I'd appreciate any history or information you can give me relative to this topic.  It's an issue that comes up a lot.  The school my kids go to has an "open plan," - no doors on the stairs or the classrooms!


----------



## mark handler (Jan 31, 2012)

A push/pull function does not allow a fire door to perform its function of remaining closed during a fire.

A manufacturer cannot fire label a door with only a push/pull function.


----------



## Builder Bob (Jan 31, 2012)

Alot of school construction has been less restrictive than model codes due to cost of construction - tradeoffs were often discussed and some options were for fire alarm system vs. closers for doors with latching hardware. A signficant fire occured in our Lady of the Angels in Chicago in 1958. Alot of features were in this school which would have been in the schools constructed in 1968 codes. Heating systems were installed but generally used glass transom above the doors to allow for "natural" ventilation and allowed a crosswind to be created when windows were opened. Stairways generally had doors to teh roof to allow the natural flow of air from the corridors into the stairways to act as a natural chiminey for aire circulation. Nice for creature comfort at a signficant savings...... but deadly in fires.

The anser for what would be required for schools changing doors, etc.... would be left up to the political acceptability of what is permissionable for the AHJ to request/ enforce.


----------



## Paul Sweet (Jan 31, 2012)

Before Virginia adopted BOCA in 1973, unenclosed stairs were permitted in 2-story assembly or office buildings.  Doors to stairwells had to be self-closing, but didn't require latches in stairs connecting fewer than 4 floors.  I don't know of any requirements to retrofit these doors.

Older buildings generally had shallower rooms with more exterior exposure than newer buildings.  A fire in a room would usually break out the glass and draw air out of the corridor, so there wouldn't be the positive pressure that fire doors have to be tested to now.

Lori, congratulations on your new position and award!


----------



## TJacobs (Feb 1, 2012)

Are the doors in question labeled fire doors?  Are they enclosing a fire-rated stairway?  Was the corridor required to be rated?


----------



## LGreene (Feb 1, 2012)

TJacobs said:
			
		

> Are the doors in question labeled fire doors?  Are they enclosing a fire-rated stairway?  Was the corridor required to be rated?

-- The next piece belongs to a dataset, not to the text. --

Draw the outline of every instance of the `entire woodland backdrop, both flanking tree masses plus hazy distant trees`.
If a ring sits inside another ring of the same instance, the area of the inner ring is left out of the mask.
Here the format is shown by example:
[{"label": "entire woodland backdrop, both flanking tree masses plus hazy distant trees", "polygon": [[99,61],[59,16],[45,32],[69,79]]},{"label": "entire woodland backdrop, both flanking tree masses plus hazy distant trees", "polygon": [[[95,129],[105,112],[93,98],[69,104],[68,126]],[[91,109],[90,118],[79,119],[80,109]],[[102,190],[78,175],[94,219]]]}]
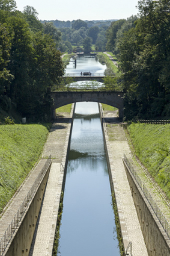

I will check the 1968 NYC code and get back to you.


----------



## LGreene (Feb 5, 2012)

Found it!!

In the 1968 NYC Building Code (which was in use until the 2008 code was created), Table 3-4 requires a 2-hour fire resistance rating for the enclosure of vertical exits, exit passageways, hoistways, and shafts (1 hour for Class II-C, II-D, and II-E).

But buried under section C26-604.4 27-371 Doors, it says "c. Latch bolts shall be provided on all exit doors and corridor doors to hold them in a closed position against the pressure of expanding gases except that this requirement shall not apply to doors in stair enclosures in buildings classified in Occupancy Group G."  (Group G was Educational.)

So, would you agree that:

a) Existing doors can remain as-is (no latch).

b) If the school is just replacing a pair of doors as part of their maintenance plan, they need to add latching fire exit hardware because the door manufacturers can not supply rated wood doors without latches per their UL/Intertek listings.

c) In an extensive renovation where a building permit is issued under the current code, latching fire exit hardware would have to be installed on the stair doors in the area of the renovation.

Thanks for your help!


----------